Pulling, series 3: the television sitcom Pulling, which Kelly co-wrote with Sharon Horgan, was unexpectedly not renewed for a third series by BBC Three despite Kelly and Horgan both wanting to write another series. Instead, the channel opted for a one-hour special to tie up loose ends of the narrative.[39] The sitcom had received good ratings, critical success and a nomination for a BAFTA award.[40][41] BBC Three controller Danny Cohen denied claims the channel was chasing a younger audience, saying the series was cancelled to make room for new shows.[40][39]
Utopia, series 3 and 4: in October 2014, Channel 4 announced that Kelly's conspiracy thriller Utopia had been cancelled after its second series.[42][43] Kelly said, "The people who liked it really liked it, but the ratings were just bad. I don’t know why. I think going out in the summer didn’t help. It’s gutting not being able to finish the story. We did want to do a special. We said to Channel 4, ‘I could finish it off with a two-hour special,’ but they weren’t going for it. I understand, though. It was a risky show to do."[5] The show's cancellation prompted The Independent in 2015 to publish a list of "The best prematurely cancelled TV shows", with Utopia placed first.[44] In 2017 The Guardian included Utopia in a list of "the best shows that had the plug pulled on them".[45] Publications such as NME and the i newspaper website felt that Netflix should fund a continuation of Utopia for its streaming service.[46][47] In a 2020 interview about the US remake of Utopia, Kelly said there would be difficulties in making another series but he had not ruled out the possibility.[48]
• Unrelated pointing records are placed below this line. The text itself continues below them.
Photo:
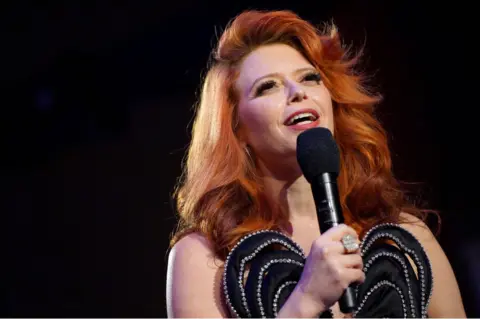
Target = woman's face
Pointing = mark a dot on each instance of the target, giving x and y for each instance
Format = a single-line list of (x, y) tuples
[(280, 95)]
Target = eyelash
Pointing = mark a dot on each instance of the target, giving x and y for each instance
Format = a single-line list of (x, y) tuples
[(270, 84)]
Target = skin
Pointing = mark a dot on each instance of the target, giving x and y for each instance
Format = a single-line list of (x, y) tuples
[(291, 87)]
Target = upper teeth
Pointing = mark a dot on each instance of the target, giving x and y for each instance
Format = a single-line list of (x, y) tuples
[(308, 115)]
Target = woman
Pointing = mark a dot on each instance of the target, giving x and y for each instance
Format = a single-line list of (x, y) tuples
[(273, 76)]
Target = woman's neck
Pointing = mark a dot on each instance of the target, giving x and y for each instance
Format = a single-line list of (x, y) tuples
[(291, 193)]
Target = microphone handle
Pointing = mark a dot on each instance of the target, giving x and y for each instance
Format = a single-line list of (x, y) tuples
[(329, 212)]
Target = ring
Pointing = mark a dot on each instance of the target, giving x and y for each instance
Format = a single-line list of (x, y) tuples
[(350, 243)]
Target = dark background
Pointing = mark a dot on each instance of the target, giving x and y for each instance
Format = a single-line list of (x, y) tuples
[(95, 118)]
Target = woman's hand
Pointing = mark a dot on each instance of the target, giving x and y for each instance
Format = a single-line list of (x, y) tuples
[(328, 271)]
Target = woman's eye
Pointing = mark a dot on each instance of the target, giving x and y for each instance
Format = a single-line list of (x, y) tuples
[(265, 86), (313, 77)]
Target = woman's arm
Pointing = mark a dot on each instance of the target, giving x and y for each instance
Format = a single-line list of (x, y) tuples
[(446, 300), (193, 280)]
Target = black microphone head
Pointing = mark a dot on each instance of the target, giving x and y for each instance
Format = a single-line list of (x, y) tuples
[(317, 153)]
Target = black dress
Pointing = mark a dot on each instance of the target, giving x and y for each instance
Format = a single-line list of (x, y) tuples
[(391, 288)]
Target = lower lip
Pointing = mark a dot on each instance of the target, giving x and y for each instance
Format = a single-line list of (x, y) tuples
[(303, 127)]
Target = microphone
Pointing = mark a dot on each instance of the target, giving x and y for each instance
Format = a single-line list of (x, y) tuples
[(319, 160)]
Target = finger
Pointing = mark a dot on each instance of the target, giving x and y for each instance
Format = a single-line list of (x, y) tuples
[(355, 275), (336, 233), (351, 261)]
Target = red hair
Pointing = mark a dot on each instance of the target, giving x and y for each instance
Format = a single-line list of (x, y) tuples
[(219, 195)]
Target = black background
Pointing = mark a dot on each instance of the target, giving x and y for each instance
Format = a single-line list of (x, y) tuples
[(96, 113)]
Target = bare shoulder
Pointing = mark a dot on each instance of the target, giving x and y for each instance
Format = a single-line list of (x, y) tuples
[(193, 279), (446, 299), (418, 228)]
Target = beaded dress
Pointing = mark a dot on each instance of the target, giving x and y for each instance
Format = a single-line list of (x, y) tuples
[(391, 288)]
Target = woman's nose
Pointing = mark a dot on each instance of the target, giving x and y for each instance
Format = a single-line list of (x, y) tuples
[(297, 94)]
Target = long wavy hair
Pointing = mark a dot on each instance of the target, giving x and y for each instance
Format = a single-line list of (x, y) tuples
[(219, 195)]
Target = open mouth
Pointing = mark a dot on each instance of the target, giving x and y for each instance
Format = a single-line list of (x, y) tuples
[(302, 118)]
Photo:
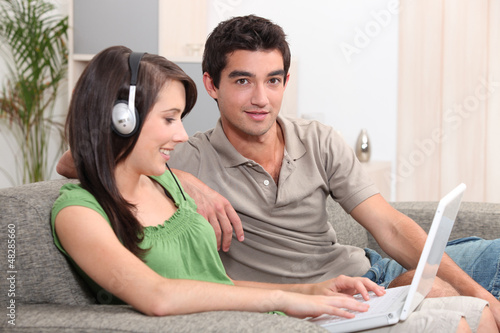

Consider Phlebas adaptation: In February 2018, Amazon Studios announced plans to adapt Iain Banks' Consider Phlebas for television, with Kelly as writer.[49] However, development was discontinued in 2020. Kelly said Banks' estate had not yet seen anything he had written for the project but he believed they did not feel ready to proceed.[50]
World War Z sequel: in 2015 Kelly was reported to have been hired to rewrite a sequel to World War Z. The film was being developed by Paramount Pictures with Brad Pitt to star, and a release slated for June 2017.[51][52] In 2019, Paramount reportedly cancelled the sequel due to budgetary issues, the death of executive Brad Grey who was a key advocate for the film, and director David Fincher's involvement with his Mindhunter series.[53] However, The Hollywood Reporter reported the cancellation was mainly due to a Chinese government ban on zombie films.[54]